Ella Saddington of Cordon Salon searches for and exposes craft and design processes that may be undiscovered, forgotten or overlooked. Recent explorations focus on the uses and potential of waste materials. Working with left-over denim scraps from the ‘Future from Waste Lab’ project, her she is investigating how these remnants could be used as structural fibres to form functional wares such as lamps, side-tables and stools.
Can you tell us about you current area of research?
Pollution and waste generated by the fashion industry as a whole has been well documented and has become widely known. Many brands are beginning to implement changes in production, sourcing and recycling. However this is no where near enough to address the issues generated.
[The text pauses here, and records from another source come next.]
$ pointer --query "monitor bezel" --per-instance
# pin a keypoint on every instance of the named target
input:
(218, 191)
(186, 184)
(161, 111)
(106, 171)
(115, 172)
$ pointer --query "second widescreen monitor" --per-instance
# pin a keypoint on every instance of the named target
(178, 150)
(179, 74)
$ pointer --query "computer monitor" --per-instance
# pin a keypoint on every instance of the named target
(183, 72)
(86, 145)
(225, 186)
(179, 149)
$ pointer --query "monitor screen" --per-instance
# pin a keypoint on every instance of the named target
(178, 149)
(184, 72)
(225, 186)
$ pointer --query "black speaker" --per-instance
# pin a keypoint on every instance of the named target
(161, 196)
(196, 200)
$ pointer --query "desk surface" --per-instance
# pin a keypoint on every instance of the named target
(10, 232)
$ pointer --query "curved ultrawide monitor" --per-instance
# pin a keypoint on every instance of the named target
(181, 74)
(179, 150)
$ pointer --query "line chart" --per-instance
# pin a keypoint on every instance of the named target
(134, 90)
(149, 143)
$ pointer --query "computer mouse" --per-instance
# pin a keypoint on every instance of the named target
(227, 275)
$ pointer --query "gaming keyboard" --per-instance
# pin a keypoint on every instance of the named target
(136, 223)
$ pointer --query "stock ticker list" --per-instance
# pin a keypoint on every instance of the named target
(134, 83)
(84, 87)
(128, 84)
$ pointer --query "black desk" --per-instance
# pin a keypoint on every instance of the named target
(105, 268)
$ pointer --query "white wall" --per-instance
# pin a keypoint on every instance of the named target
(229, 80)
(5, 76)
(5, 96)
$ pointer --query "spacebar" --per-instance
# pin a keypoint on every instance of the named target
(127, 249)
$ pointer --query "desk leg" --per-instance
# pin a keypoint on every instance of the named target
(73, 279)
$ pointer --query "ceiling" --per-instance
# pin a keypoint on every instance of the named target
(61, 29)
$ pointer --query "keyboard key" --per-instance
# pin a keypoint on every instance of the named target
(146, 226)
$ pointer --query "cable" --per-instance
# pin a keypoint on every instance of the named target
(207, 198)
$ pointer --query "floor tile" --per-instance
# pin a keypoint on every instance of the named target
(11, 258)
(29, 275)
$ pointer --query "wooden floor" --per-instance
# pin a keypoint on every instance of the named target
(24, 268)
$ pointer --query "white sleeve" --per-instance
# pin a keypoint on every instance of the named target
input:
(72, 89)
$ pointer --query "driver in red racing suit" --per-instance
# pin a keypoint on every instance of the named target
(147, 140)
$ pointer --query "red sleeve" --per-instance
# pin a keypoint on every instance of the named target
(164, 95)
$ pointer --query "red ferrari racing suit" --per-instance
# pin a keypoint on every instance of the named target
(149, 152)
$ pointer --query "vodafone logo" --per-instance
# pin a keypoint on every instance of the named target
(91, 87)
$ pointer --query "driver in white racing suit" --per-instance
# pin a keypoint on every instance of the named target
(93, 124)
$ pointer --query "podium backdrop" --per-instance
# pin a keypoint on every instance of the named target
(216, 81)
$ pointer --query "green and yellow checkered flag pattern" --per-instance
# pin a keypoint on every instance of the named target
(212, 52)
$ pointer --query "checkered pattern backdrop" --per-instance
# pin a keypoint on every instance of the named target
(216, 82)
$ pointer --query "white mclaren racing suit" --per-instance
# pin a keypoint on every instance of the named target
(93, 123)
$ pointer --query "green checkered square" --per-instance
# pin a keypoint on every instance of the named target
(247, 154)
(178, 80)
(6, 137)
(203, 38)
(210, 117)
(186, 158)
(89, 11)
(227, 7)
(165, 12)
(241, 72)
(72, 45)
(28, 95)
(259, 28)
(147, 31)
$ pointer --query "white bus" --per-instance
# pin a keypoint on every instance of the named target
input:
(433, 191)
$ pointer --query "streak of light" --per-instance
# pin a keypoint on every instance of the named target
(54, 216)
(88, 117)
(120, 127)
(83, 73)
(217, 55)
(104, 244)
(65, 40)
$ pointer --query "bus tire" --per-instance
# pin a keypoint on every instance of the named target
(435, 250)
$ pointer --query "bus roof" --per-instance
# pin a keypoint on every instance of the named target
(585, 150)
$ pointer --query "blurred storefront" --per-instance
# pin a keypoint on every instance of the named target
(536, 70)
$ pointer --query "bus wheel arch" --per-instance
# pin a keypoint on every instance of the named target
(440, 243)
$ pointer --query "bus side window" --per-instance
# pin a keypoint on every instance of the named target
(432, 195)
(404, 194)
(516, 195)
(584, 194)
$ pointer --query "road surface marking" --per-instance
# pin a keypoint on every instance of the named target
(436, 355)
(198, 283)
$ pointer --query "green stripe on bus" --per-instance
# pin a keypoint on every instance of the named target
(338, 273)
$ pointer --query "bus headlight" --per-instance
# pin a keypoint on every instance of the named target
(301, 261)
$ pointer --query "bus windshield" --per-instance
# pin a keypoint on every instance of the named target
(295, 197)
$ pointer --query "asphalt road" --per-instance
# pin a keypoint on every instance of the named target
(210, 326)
Currently I’m undertaking a residency at the Beta Project where I’m tasked with exploring working with waste materials. I’ve sourced the denim from one of the other residents who are reworking existing clothing into new products as part of the a project called 'Future from Waste Lab’. Most of the original garment is used in their up-cycling/reworking process however there is some small material pieces that are leftover and cannot be used. I’ve been exploring what can be done with these remnants.
What is exciting about working with this material?
I’m excited about understanding the material and its potential applications. I’m also working with Biobased epoxy which contains 30% Biobased Content. Its a small step in the right direction but not nearly big enough to make a significant impact from a sustainability point of view. The development of fully bio based resins and bio-degradable options are being widely explored, they are not yet market ready. However I’ve decided to explore elating the material mass to further reduce the epoxy content within the design.
What is the responsibility of the maker and their approach to material practice?
I believe it is our duty as designers and craftspeople to revaluate and re-approach our work in ways that promote sustainability within our craft. Innovation does not exclusively follow a linear path. Sometimes we need to go back to old or outdated ways of working in order to forge a new path of innovation.
Why do you think we need to reflect and revaluate our approach to material in craft and design practice?
Innovation can be attributed to constant and incremental change through the reevaluation of process, material and form. Innovation for environmental benefit can be explored alongside innovation for commercial benefit.